Here’s more deplorable news about the United States’ prison system. A new report has found that the quality and quantity of food in prisons has declined so severely that ramen noodles have become a precious commodity. The author of the study, Michael Gibson-Light, a doctoral candidate at the University of Arizona’s school of sociology, interviewed nearly 60 inmates in a state prison over the course a year. (The particular prison where the inmates were housed was not identified to protect the inmates’ identity.) What he found was that ramen, referred to as “soup,” is outpacing tobacco in value, even at prisons where cigarettes are banned, with one inmate saying, “People get killed over soup.”

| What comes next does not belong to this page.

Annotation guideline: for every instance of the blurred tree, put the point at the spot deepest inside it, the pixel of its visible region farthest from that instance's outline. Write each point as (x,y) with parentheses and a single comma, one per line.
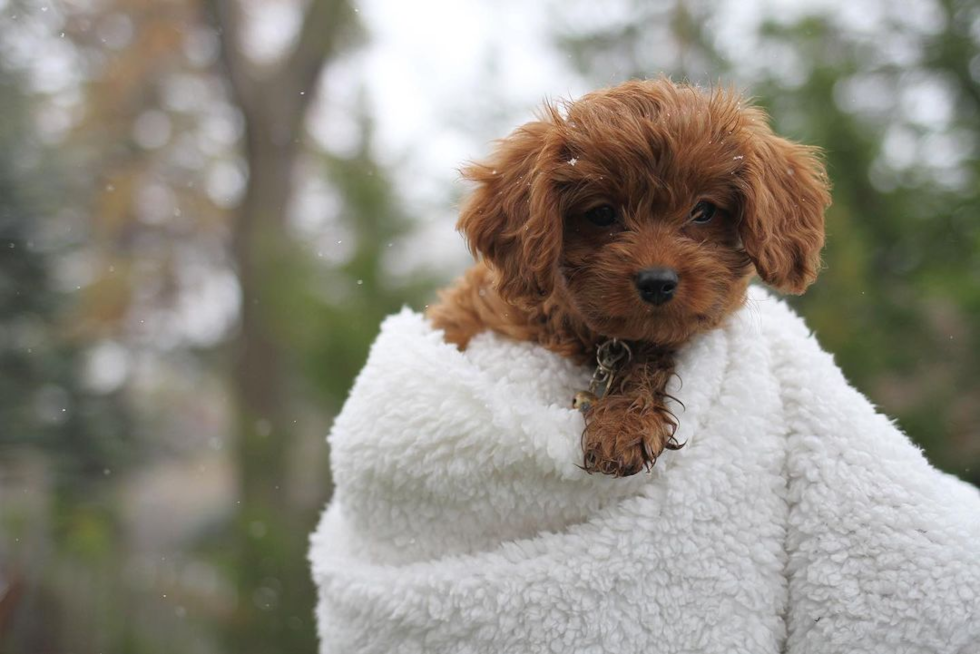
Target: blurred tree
(896,109)
(58,436)
(274,104)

According to Gibson-Light, the shift happened after the control of food preparation changed hands from one private firm to another in the early 2000s. Inmates at the prison in question saw their food reduced from three hot meals a day to two hot meals and a cold lunch on weekdays, and just two meals a day on weekends. As a result, prisoners report not consuming enough calories to get them through the day. What food they do eat is so bad correctional officers told Gibson-Light not to eat it because he could get food poisoning, and one officer told him he found a box containing “nasty-looking chickens” marked several times as “not for human consumption.”
As a result, the noodles have become extremely valuable. Ramen costs just 59 cents at the prison commissary, and just two packs can be exchanged for an $11 sweatshirt; one pack will buy you $2 worth of cigarettes; and inmates clean bunks for a pack and gamble with it.